The phone handset is prone
And silent in its cradle.
No-one knows my number.
I’m alone in this new place,
A stranger in this space.
You were supposed to be here
Now. I dial your number
Please check the person trying
The message is disconnected
I’m separated from you.
Again I try your number
This service has been calling
You have called again later
The baby doesn’t stop crying
In the sweet, lace trimmed bassinet.
Please try unavailable number
Not before this again or
Is not a recorded number.
Please check the person trying.
I had a 70 denier black
Stocking over my head
With my nose pressed
And my lips as if
Like mine their
faces were hazed.
I looked like a criminal
But I had not stolen
Except the opportunity
For their morbid fascination.
About these poems:
These poems are from a current work in progress, a collection that is emerging from trauma which poetry is helping to release.
About this poem:
It's interesting the things that stand out to children; the things that sear into their lifelong memories. This poem is about the factory my mother worked at that I sometimes had to be at as a 8-9 yo child. The things that struck me back then - the fish faces in the wire cages on the forklift, the hot tempers of the migrant workers, the industrial grime. And the office - quiet, clean.
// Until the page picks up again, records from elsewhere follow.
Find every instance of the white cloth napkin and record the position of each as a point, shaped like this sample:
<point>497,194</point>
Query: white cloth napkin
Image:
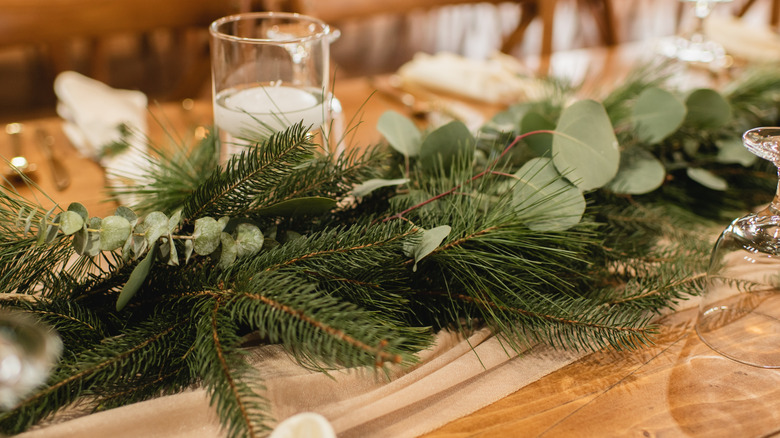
<point>498,79</point>
<point>97,116</point>
<point>743,39</point>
Iridescent rainbows glow in the engine oil
spilled on the concrete floor. Scales of large fish
sparkle silver and blue behind a pressing grid of wired cages.
Their eyes stay open to the dusty, gray walls and pipes,
mouths poised oh! at the passing tubs of fish guts.
In my mother’s office I collect the confetti of white telex
machine perforations. Some sprinkle from my hands to lay
bright against the ocean green swirls in the waxed linoleum.
A man stabs another man with a filleting knife
in the filleting room.
My mother tells me albacore is the new chicken of the sea.
Sometimes we would leave
when the factory women were finishing their shifts.
They wore white coats like doctors
with bloodied plastic aprons and
white rubber boots,
laughing, gesturing -
now they can leave this place.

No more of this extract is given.